As a doctor, you really need to start this conversation but many worry about ruining a working relationship by a few ill-chosen words. The RCGP has some suggestions that should not cause offence, including “How do you feel about your weight?”, “We know weight can affect the safety of doing an operation – has anyone talked to you about this?”, “When did you last weigh yourself?”, “Has your weight changed much over the past few years?” or “Do you keep an eye on your weight?”.

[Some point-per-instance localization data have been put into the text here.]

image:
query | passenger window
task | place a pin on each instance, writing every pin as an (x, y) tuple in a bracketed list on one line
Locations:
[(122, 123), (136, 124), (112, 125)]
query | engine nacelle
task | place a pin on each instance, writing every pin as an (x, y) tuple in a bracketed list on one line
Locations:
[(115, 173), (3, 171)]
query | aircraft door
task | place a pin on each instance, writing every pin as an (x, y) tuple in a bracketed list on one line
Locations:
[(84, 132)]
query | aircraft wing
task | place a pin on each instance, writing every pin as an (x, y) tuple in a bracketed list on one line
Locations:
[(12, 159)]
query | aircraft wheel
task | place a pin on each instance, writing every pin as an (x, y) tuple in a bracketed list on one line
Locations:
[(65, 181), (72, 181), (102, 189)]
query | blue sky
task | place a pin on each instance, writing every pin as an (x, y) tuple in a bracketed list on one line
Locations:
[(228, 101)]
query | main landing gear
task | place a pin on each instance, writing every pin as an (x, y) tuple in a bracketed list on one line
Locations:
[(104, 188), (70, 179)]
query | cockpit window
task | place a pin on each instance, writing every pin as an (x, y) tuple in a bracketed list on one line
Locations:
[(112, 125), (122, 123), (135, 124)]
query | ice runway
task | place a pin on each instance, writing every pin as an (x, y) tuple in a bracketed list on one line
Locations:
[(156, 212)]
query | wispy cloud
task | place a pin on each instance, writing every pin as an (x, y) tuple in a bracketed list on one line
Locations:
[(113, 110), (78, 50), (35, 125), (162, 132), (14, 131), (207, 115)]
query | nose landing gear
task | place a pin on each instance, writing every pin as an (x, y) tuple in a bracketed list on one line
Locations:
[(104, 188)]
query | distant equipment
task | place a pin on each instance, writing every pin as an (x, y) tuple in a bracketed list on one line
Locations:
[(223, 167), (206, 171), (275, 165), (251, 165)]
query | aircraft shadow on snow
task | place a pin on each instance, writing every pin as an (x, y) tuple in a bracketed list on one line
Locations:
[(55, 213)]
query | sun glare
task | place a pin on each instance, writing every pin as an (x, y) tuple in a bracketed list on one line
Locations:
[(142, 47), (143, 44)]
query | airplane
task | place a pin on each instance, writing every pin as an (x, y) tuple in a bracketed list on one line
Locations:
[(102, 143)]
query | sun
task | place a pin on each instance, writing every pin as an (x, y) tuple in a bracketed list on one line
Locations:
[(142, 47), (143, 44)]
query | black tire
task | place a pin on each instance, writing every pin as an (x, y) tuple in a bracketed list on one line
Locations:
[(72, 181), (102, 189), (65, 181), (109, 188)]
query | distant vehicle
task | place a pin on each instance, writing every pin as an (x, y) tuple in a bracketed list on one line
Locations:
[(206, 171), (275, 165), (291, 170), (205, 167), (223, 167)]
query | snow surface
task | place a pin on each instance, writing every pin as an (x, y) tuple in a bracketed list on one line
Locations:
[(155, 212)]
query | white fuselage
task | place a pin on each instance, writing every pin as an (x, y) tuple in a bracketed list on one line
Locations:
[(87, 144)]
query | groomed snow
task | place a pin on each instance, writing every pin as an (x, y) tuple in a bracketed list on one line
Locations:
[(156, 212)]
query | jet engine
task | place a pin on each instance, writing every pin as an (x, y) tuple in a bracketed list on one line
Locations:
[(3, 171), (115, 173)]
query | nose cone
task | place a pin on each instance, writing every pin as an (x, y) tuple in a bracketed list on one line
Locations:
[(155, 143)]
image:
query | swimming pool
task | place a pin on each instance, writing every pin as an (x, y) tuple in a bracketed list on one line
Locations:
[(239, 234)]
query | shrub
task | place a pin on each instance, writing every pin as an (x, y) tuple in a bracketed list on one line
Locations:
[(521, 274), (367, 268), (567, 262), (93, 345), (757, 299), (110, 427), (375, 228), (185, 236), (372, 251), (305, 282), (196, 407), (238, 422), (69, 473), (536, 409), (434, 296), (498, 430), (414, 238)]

You might be surprised that the patient has already been trying to lose some weight, and giving encouragement and following up with “Is it something you would like to discuss further or get some support for?” may be a good way to start. Remember to check that weight management is a priority for the patient right now. For instance, would they be more likely to succeed if any mental health issues were addressed first?
If you feel your skills could do with a little sharpening this year why not check out this RCGP page.
They have an introductory certificate in obesity, malnutrition and health as well as several useful resources for you and your team. If you have motivated staff, you might support them in setting up a ‘Fit club’. We have a group of around 15 patients who come weekly and are weighed and then walk over to our local primary school’s sports hall where they do a Pilates/tai chi class on alternate weeks. They have all lost weight, lowered their blood pressures and HbA1cs.
It’s New Year, a new start. Help people make that commitment to change.